The study examines the phonological and morphological units which contribute to word structure in the verbal and nominal systems, and proposes that word formation in each of these systems is hierarchical. On this basis, simple or ‘basic’ structures which constitute core matrices in each system are distinguished from more complex or ‘derived’ structures which constitute expanded matrices.
In the verbal system, it is proposed that the core tense-aspect matrix contains just four basic structures: two perfective tenses referring to past events, and two imperfective tenses referring to non-past events. Negative, conjoint and relative verb structures are then derived, or ‘built’, from these basic forms. In the nominal system, it is proposed that simple or ‘basic’ nouns consist of a neutral noun prefix added to a simple stem. Different kinds of complex nouns are then derived from these basic forms.

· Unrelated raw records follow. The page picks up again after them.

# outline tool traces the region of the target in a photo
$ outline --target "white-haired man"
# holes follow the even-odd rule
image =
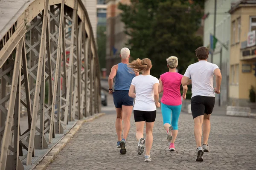
[[[139,73],[134,73],[127,66],[130,57],[129,49],[127,48],[122,48],[120,54],[121,62],[112,67],[108,77],[108,93],[110,94],[113,93],[116,111],[116,130],[118,138],[116,147],[121,147],[120,153],[122,154],[126,153],[126,140],[130,130],[130,119],[134,102],[134,99],[128,95],[129,89],[133,78],[139,74]],[[115,91],[113,92],[113,79],[115,77]],[[122,120],[124,121],[123,126]]]

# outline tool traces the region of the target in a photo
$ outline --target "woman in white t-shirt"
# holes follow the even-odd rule
[[[144,151],[145,139],[143,134],[145,122],[147,150],[145,162],[151,162],[150,153],[153,143],[153,127],[156,119],[157,107],[160,107],[158,91],[159,81],[156,77],[150,75],[152,64],[148,58],[142,60],[137,59],[128,65],[135,73],[142,72],[142,74],[132,79],[129,96],[135,98],[134,114],[136,125],[136,136],[139,141],[137,151],[139,155],[141,155]]]

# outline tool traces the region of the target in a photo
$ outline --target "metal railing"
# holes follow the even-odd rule
[[[69,122],[101,109],[96,47],[81,1],[27,1],[0,40],[1,170],[24,169],[21,161],[31,165],[35,150],[47,148]]]

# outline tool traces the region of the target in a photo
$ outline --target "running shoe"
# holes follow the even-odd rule
[[[118,148],[120,147],[120,142],[121,142],[121,141],[118,141],[117,142],[117,144],[116,144],[116,147]]]
[[[208,144],[203,144],[203,150],[204,152],[209,152],[209,146]]]
[[[197,158],[196,161],[202,162],[204,161],[203,159],[203,155],[204,155],[204,151],[203,151],[203,148],[200,146],[196,150],[197,153]]]
[[[172,126],[171,126],[169,127],[169,130],[167,131],[167,135],[166,136],[166,138],[167,138],[167,140],[169,142],[171,142],[172,139],[173,130],[173,128],[172,128]]]
[[[150,158],[150,156],[149,155],[145,155],[145,160],[144,162],[151,162],[152,161],[151,159],[151,158]]]
[[[139,140],[139,143],[138,144],[138,147],[137,147],[137,152],[138,154],[141,155],[144,152],[144,146],[143,145],[145,143],[145,138],[142,138]]]
[[[169,146],[169,150],[171,150],[171,151],[174,151],[175,150],[175,146],[174,146],[174,144],[170,144],[170,146]]]
[[[123,139],[120,142],[120,153],[122,155],[124,155],[126,153],[126,142],[125,139]]]

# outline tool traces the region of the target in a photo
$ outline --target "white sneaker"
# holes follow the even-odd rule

The study lays the foundation for a systemic treatment of the way in which different underlying tone patterns in the language are formed and relate to each other as part of a coherent morphosemantic system. In an appendix, it is proposed that the underlying tone patterns which are assigned to derived structures are not arbitrary but are instead derived from the patterns assigned to basic structures in each system.